In a recent seminar jointly sponsored by the UNSW Centre for Crime, Law and Justice and the Allens Hub for Technology, Law & Innovation, Associate Professors Stacey Hannem and Christopher J Schneider from Canada discussed their chapters in a new book Security and Risk Technologies in Criminal Justice: Critical Perspectives, published by Canadian Scholars’ Press in 2019.

Prof Schneider’s chapter, “Policing and Media: Social Media as Risk Media,” explores risk management in the area of policing and investigates the process by which social media products spotlighted in news media become the latest type of risk media for police. At the seminar he discussed three basic themes of risks attributed to social media: (1) threats to order; (2) organisational threats to police; and (3) individual threats to police.

Prof Hannem’s chapter, “The Ion Mobility Spectrometry Device and Risk Management in Canadian Federal Correctional Institutions,” uses the example of ion scanners that detect drugs in prison to illustrate the “theatre of security,” in which the visible enactment of risk management provides an inflated or false sense of security. At the seminar she argued that ion scan technology legitimises the symbolic enactment of stigma when visiting family members of prisoners become the targets of suspicion.

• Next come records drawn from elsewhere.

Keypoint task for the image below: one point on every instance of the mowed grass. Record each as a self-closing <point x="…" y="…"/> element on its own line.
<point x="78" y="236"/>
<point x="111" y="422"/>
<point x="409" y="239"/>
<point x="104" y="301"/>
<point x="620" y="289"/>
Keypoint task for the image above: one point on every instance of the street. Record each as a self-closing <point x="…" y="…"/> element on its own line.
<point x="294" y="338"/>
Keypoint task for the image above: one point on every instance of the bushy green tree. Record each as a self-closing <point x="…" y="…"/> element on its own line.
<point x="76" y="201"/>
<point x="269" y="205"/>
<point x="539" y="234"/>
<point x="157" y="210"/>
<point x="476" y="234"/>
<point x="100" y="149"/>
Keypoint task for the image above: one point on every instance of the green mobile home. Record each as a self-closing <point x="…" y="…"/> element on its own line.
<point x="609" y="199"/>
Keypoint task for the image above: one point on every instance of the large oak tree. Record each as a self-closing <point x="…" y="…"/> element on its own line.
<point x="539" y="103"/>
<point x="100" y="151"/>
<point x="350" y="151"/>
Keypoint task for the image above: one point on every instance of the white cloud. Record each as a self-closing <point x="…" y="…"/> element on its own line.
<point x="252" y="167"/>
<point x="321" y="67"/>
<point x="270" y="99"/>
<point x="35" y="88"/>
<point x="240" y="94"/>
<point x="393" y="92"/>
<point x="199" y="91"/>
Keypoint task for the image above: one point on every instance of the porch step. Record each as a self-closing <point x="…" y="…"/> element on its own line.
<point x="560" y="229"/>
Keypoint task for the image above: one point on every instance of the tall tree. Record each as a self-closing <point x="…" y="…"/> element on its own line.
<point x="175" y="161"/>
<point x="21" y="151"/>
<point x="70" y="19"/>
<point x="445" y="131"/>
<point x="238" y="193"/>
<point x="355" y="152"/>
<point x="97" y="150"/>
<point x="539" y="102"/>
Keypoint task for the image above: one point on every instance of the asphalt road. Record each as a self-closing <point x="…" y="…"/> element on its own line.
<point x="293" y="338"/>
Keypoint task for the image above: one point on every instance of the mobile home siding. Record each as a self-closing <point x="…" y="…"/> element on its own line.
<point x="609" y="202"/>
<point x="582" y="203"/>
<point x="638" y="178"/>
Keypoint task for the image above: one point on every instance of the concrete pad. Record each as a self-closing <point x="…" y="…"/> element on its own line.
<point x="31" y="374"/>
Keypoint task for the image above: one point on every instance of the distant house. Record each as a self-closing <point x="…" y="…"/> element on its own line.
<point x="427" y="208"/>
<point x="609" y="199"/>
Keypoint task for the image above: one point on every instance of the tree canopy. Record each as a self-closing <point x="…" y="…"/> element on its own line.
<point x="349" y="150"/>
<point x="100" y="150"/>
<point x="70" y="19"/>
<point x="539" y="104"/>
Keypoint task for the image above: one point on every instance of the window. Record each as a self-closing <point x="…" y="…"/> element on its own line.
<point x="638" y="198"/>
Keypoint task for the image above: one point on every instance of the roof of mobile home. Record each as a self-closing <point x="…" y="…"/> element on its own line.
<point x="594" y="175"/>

The book consists of ten chapters, written by more than a dozen scholars, including the two speakers, Pat O’Malley, Carrie Sanders, Aaron Doyle, and UNSW Law’s Janet Chan and Lyria Bennett Moses. In his foreword to the volume, Kevin Haggerty notes that “this collection does an excellent job of drawing critical attention to a range of new risk technologies and processes of prospective security, often raising questions about the extent to which these phenomena perform as advertised”.